GENERAL TERMS AND CONDITIONS OF SALE AND DELIVERY (B2B)

of NetMed S.à r.l.
A société à responsabilité limitée under Luxembourg law with registered office in the Grand Duchy of Luxembourg
(hereinafter “NetMed”)

 

§1 Scope of Application

1. These General Terms and Conditions apply exclusively to business customers.

2. Conflicting or deviating conditions shall not become part of the contract.

3. They shall also apply to all future business relationships.

4. Individual agreements require written confirmation.

 

§2 Conclusion of Contract

1. Offers are non-binding.

2. A contract is concluded upon written confirmation or delivery.

3. Modifications remain reserved.

 

§3 Prices and Payment

1. Prices are net EXW Luxembourg (Incoterms® 2020) plus VAT.

2. Payment term is 14 days net.

3. In the event of default: statutory default interest shall apply, all claims become immediately due, and deliveries may be suspended.

4. Set-off is permitted only with legally established or undisputed claims.

 

§4 Delivery and Transfer of Risk

1. Delivery is EXW Luxembourg.

2. Risk passes upon handover to the carrier or upon provision of the goods.

3. Delivery periods are non-binding.

4. Claims for damages due to delay are excluded except in cases of intent.

 

§5 Retention of Title

1. The goods remain the property of NetMed until full payment has been made.

2. Claims arising from resale are assigned to NetMed.

3. Processing is carried out on behalf of NetMed.
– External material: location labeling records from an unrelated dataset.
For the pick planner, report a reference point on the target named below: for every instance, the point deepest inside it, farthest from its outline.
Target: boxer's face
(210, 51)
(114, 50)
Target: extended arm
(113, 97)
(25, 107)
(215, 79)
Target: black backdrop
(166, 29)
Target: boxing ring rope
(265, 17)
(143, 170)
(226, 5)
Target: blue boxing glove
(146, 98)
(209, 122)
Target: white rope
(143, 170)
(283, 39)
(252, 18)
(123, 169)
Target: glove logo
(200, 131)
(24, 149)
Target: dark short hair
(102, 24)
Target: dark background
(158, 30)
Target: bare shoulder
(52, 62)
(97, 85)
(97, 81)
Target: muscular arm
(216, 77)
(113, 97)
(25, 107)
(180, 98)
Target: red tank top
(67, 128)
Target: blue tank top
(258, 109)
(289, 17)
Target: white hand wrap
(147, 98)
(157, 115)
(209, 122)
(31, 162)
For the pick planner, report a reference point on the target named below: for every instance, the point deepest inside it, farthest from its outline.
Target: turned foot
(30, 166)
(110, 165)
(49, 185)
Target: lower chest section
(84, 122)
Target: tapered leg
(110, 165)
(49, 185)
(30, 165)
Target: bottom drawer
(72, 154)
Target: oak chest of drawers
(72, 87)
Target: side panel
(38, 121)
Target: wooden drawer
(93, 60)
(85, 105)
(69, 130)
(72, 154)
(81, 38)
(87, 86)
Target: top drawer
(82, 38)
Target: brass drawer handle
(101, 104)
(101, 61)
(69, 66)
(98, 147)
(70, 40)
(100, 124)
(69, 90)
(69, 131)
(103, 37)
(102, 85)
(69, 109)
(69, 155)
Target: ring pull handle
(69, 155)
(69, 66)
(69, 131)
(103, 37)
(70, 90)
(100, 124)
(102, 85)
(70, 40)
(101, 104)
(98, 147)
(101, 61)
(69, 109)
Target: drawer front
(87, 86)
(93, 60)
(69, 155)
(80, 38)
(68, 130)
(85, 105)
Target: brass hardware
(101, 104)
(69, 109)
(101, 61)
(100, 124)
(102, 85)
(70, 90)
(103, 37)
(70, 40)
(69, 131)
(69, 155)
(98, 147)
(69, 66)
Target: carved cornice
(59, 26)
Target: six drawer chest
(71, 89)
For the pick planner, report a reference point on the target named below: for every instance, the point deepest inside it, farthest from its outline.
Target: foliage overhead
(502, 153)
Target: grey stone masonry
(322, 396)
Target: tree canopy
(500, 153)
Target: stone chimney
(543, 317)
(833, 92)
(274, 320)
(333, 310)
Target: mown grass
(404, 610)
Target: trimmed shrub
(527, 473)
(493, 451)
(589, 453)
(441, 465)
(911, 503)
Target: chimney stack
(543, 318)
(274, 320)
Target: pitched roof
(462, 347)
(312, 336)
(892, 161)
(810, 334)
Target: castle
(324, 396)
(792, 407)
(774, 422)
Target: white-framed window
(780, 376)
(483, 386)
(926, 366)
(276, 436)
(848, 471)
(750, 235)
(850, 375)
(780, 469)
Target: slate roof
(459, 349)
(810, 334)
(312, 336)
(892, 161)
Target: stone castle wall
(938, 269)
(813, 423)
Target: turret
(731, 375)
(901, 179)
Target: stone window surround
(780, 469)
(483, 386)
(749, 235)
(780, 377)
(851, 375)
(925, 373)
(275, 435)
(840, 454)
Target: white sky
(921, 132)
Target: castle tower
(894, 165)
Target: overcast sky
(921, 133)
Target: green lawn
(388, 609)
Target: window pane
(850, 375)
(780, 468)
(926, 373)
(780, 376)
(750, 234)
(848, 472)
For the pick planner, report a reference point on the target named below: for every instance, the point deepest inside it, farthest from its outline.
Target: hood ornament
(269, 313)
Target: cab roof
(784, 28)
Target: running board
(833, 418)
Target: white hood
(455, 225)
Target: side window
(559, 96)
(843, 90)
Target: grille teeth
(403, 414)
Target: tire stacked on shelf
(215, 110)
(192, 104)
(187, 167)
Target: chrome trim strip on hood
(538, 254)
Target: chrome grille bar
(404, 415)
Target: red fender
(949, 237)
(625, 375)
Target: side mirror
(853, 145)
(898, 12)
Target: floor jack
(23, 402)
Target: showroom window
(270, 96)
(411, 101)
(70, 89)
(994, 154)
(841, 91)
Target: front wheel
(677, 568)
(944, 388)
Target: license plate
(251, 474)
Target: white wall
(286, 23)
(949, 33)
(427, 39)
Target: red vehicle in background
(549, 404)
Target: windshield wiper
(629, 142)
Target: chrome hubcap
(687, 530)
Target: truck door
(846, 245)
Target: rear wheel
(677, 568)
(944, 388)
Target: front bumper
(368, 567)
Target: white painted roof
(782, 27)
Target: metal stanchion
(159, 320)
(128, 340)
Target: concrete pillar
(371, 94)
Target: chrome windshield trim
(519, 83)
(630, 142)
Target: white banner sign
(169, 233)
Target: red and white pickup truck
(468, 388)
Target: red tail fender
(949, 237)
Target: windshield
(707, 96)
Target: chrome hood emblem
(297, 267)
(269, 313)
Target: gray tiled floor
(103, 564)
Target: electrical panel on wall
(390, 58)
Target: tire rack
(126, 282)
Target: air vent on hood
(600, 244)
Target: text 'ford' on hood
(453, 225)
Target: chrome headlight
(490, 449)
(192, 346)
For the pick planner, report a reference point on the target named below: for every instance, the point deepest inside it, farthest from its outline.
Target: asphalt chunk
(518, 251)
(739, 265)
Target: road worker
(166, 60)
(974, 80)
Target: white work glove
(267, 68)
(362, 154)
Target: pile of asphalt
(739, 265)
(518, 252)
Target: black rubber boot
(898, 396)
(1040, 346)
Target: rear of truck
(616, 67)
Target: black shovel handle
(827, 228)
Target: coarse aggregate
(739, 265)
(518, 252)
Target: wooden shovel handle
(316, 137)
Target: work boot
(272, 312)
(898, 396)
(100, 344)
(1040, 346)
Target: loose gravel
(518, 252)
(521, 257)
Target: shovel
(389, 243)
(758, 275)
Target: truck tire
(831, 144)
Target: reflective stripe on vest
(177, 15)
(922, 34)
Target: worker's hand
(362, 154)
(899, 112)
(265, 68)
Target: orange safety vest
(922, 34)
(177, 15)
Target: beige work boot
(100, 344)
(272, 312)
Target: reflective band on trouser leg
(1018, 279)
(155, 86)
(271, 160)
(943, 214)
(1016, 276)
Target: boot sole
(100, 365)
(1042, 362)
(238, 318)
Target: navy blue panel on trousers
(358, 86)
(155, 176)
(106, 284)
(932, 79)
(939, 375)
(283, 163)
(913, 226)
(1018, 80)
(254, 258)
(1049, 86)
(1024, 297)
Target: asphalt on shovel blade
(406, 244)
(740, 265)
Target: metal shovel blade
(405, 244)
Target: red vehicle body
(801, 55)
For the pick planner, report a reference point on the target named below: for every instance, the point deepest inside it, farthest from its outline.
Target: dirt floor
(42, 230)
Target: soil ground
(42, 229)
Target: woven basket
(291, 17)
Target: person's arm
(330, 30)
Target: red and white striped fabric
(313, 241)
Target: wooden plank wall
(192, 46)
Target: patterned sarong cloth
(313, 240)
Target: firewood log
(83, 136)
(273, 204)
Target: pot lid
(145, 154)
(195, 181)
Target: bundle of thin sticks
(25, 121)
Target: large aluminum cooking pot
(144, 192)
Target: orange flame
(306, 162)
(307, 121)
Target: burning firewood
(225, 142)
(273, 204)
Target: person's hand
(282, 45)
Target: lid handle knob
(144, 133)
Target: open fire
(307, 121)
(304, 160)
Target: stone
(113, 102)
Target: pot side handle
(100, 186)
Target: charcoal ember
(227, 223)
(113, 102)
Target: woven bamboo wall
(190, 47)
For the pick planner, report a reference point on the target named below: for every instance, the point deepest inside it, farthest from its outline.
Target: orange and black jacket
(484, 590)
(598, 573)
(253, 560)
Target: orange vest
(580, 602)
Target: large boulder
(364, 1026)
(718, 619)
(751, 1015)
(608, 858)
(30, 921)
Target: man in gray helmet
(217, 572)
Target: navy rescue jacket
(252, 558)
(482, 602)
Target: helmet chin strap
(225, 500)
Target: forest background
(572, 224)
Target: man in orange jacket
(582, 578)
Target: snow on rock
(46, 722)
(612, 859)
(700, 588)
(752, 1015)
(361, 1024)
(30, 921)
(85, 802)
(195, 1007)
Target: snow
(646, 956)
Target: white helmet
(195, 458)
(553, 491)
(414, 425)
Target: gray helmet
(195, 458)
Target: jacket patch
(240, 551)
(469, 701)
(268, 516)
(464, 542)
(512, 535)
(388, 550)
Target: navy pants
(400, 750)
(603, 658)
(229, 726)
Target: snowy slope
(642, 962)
4. Repossession is permitted in the event of payment default.

 

§6 Duty to Inspect and Give Notice of Defects

1. The customer is obliged to carefully inspect the goods immediately upon receipt.

2. Obvious defects must be reported in writing without undue delay after delivery.

3. Hidden defects must be reported in writing without undue delay after discovery.

4. If notice is not given in due time, the goods shall be deemed approved and all claims shall be excluded.

5. Returns require prior written consent.

 

§7 Warranty

1. The warranty period is 12 months from transfer of risk.

2. Subsequent performance shall be at NetMed’s discretion.

3. Multiple attempts at rectification are permitted.

4. Withdrawal is only permitted after two unsuccessful attempts.

5. No claims arise from improper use or modification.

6. Guarantees are valid only if confirmed in writing.

 

§8 Liability

1. Liability exists only in cases of intent, gross negligence, product liability, or personal injury.

2. In cases of slight negligence, liability exists only for breach of essential contractual obligations.

3. Liability is limited to the net value of the goods of the affected delivery.

4. No liability for loss of profit, consequential damages, recall costs, or third-party claims.

5. The limitation period for claims for damages is 12 months.

 

§9 Medical Devices

1. NetMed acts exclusively as a distributor.

2. No manufacturer responsibility is assumed.

3. The customer is responsible for regulatory compliance and proper storage.

4. The customer shall indemnify NetMed in cases of improper use or re-export.

5. Recall costs are borne by NetMed only in cases of intentional causation.

 

§10 Force Majeure

The obligation to perform is suspended in cases of force majeure; claims for damages are excluded.

 

§11 Export Control

The customer is responsible for compliance with export regulations and shall indemnify NetMed.

 

§12 Limitation Period

Contractual claims shall become time-barred within 12 months.

 

§13 Applicable Law and Jurisdiction

1. Luxembourg law shall apply exclusively.

2. The CISG is excluded.

3. Place of jurisdiction is Luxembourg City.

4. NetMed is also entitled to bring action at the customer’s registered office.

 

§14 Severability Clause 

The invalidity of individual provisions shall not affect the validity of the remaining provisions.